- Also known as: Jewtown Eddie
- Born: September 17, 1931 Greenwood, Mississippi
- Died: January 27, 2005 (aged 73) Miller, Indiana
- Genres: Blues
- Instruments: singing, harmonica
- Years active: 1960s–2000s

= Eddie Burks (blues musician) =

American musician

Eddie Burks (September 17, 1931 – January 27, 2005) was an American blues harmonica player and singer, well known for playing in Maxwell Street Market, Chicago, in the 1960s and 1970s, whose later career included a number of album releases, frequent touring, and work on the festival circuit.

==Life and career==
Burks was born on September 17, 1931, near Greenwood, Mississippi, the 14th and youngest child in a family of sharecroppers. When he was a child one of his brothers was lynched by the Ku Klux Klan.

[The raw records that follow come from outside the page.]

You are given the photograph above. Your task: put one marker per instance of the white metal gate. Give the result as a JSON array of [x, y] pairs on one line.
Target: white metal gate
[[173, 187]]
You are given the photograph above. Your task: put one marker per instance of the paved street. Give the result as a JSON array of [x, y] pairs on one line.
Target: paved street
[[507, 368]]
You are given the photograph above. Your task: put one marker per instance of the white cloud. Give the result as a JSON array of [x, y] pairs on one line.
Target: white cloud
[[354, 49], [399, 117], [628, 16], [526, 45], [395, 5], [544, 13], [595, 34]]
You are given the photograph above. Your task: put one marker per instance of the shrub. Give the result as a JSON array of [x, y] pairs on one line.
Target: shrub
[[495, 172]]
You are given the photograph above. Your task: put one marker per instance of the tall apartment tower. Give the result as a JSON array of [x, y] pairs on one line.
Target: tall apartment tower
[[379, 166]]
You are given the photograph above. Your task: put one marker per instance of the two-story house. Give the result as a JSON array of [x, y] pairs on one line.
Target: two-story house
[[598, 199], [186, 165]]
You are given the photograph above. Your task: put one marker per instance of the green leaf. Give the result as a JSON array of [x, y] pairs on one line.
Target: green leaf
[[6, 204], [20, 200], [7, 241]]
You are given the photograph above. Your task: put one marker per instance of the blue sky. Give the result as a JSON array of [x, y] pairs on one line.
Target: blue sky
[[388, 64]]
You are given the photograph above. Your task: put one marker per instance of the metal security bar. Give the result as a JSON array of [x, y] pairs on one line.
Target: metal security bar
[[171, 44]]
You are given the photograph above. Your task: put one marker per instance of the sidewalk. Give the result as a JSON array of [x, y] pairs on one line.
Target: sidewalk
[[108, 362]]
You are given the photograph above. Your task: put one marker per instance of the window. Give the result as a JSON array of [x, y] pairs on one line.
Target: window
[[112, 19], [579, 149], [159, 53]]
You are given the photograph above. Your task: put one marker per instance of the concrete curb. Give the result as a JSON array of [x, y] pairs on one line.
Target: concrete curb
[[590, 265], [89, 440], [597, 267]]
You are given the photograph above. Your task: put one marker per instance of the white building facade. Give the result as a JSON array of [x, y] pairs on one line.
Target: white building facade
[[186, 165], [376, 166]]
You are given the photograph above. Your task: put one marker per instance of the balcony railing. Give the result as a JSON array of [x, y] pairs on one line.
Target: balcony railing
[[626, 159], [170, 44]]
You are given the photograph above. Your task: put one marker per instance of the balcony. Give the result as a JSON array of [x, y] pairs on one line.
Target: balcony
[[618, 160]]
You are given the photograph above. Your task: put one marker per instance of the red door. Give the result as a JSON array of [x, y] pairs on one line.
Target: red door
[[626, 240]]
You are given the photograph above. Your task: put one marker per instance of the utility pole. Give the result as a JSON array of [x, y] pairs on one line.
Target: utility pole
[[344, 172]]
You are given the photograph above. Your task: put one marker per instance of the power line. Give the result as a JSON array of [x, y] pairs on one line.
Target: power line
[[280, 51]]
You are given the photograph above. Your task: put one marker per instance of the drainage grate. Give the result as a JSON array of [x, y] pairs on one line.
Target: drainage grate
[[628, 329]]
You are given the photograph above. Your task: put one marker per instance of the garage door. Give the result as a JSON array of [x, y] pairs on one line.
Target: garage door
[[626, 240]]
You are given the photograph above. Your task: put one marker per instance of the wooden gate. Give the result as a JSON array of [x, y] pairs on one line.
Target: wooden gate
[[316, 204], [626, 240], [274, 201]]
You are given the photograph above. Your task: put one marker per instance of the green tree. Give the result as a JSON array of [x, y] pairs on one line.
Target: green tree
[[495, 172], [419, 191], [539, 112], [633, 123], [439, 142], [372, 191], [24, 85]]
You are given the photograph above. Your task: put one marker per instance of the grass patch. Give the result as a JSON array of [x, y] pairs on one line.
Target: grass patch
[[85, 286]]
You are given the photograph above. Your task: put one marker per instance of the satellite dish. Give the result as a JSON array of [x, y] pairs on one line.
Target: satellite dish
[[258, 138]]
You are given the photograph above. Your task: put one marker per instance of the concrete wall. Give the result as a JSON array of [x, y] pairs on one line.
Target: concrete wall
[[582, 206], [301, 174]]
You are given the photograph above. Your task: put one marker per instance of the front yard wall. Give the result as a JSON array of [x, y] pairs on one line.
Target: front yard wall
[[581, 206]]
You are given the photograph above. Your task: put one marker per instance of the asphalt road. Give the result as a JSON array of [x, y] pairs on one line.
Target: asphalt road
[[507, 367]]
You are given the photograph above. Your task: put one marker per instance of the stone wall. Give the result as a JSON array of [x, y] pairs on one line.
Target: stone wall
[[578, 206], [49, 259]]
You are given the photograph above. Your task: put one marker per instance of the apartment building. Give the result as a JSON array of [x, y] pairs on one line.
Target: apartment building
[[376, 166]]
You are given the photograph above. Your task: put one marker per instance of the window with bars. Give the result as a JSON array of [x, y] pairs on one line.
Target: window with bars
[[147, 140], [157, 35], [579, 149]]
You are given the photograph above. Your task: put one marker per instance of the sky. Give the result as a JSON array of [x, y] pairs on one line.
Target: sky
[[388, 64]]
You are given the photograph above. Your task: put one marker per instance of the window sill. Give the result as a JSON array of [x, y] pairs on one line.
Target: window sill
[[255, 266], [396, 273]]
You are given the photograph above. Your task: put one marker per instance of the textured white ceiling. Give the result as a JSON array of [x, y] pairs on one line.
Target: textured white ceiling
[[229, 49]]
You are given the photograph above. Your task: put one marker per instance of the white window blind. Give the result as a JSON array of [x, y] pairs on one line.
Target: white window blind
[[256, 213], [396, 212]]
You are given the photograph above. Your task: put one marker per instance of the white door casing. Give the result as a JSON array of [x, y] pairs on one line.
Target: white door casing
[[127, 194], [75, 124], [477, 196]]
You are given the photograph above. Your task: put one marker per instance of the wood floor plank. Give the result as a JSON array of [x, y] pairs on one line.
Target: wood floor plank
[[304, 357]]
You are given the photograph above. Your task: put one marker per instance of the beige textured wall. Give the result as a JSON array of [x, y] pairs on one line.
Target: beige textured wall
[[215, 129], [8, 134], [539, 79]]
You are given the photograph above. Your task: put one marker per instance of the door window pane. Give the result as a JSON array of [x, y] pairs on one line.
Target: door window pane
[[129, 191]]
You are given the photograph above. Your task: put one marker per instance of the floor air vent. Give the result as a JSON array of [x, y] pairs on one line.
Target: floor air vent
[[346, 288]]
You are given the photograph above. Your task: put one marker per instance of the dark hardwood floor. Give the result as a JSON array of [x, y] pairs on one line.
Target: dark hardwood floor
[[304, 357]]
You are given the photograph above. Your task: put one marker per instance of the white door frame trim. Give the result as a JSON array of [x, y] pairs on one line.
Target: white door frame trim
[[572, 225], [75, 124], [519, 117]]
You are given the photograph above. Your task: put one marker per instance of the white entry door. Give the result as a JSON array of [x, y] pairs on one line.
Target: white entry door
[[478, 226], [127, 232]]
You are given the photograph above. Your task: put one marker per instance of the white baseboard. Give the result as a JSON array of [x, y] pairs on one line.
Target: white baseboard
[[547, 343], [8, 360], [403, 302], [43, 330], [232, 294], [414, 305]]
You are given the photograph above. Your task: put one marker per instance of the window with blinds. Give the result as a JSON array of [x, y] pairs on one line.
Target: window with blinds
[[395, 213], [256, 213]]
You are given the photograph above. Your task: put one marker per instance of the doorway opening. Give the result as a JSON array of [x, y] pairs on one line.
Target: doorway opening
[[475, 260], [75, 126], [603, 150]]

After moving to Chicago in 1946 he worked in a steel mill. While he did not perform blues because of his religious beliefs, he often attended clubs on the West Side of Chicago. In addition to his steel mill job, Burks was a minister in the Apostolic faith and had a storefront church, but he switched to playing blues full-time after the riots precipitated by the assassination of Martin Luther King Jr. in April 1968.

He played so often on Maxwell Street Market in the late 1960s and 1970s that he became known as "Jewtown Eddie", after the local name for the area. During this period he also worked as a sideman with the likes of Eddie Shaw and Jimmy Dawkins. He released his first single, "Lowdown Dog", in 1977, and this was followed up by two further releases. However, Burks remained largely unknown outside Chicago until 1990 when he released his debut album Vampire Woman on Rising Son Records (later renamed Rising Son Blues), a label he founded with his wife Maureen Walker. Following this, his solo career took off, and he released further albums, toured frequently, and gained steady work on the festival circuit. In 1994 he appeared in the Academy Award nominated documentary Blues Highway.

After his 70th birthday his health declined as a result of diabetes, but he continued to play in the Chicago clubs until his death in a car accident near Miller, Indiana on January 27, 2005.